The play is concerned with the fate of humankind in the face of mechanization. The robots produced by the Rossum factory look and feel like human beings. They can experience pain, because were they not able to, they would soon be destroyed accidentally. They have no souls, not because souls are not manufacturable but because to give them souls would increase their price tremendously. They are good servants because they cannot feel fear, hatred, love, and sorrow, emotions that weaken human beings and divert them from their tasks.

Capek’s concerns in R.U.R. are broadly human and neither focus on any one nation nor point an accusing finger at the industrialized world; neither is R.U.R. a nostalgic looking back to more simple times. Rather, it is a quite objective statement of many of the problems brought on by industrialization, exaggerated just enough to make it seem slightly fantastic, yet based sufficiently in truth that its central message is not lost on audiences.

At first, the robots seem a great convenience.
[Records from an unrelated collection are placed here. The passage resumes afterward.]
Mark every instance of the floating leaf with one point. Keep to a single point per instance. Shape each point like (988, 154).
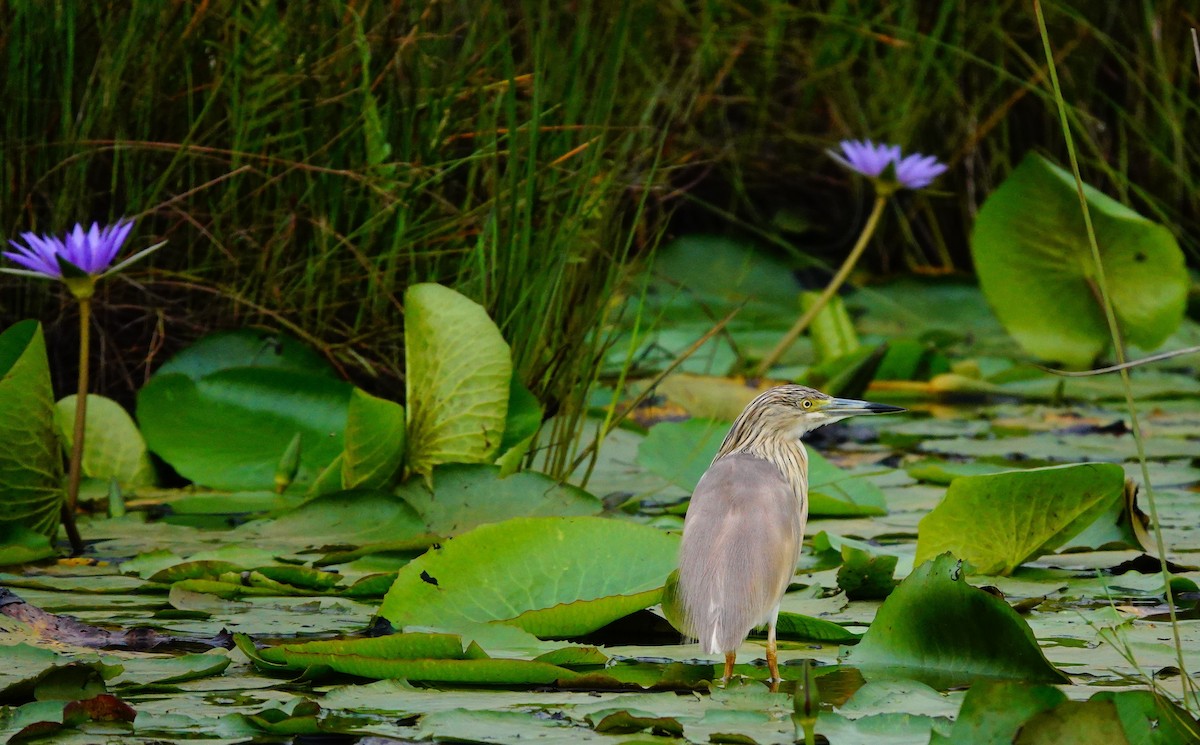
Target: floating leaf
(229, 428)
(1035, 264)
(375, 442)
(22, 545)
(457, 377)
(246, 348)
(112, 445)
(30, 458)
(521, 425)
(342, 518)
(551, 576)
(1074, 722)
(466, 496)
(999, 521)
(798, 628)
(864, 576)
(937, 628)
(994, 710)
(438, 658)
Soon there is no need for anyone to work. Robots do all the tasks, having been developed so successfully that they can perform in specialized, highly advanced occupations as well as in the menial occupations to which the early robots were consigned. Robots can typewrite and converse, and they provide specialized information in conversational tones. They are ever obedient, yet they have the ability finally to make discriminating responses.

Ultimately, however, the human race is threatened, first because it begins not to reproduce and then because the robots rebel and threaten to conquer the humans. The only advantage the humans have when the attack comes is that the robots do not know how to reproduce, how to make more robots, and their typical life span is only thirty years. This bargaining chip is lost, however, because Helena has burned the papers in which Rossum details how robots are made. With this act, all hope is lost.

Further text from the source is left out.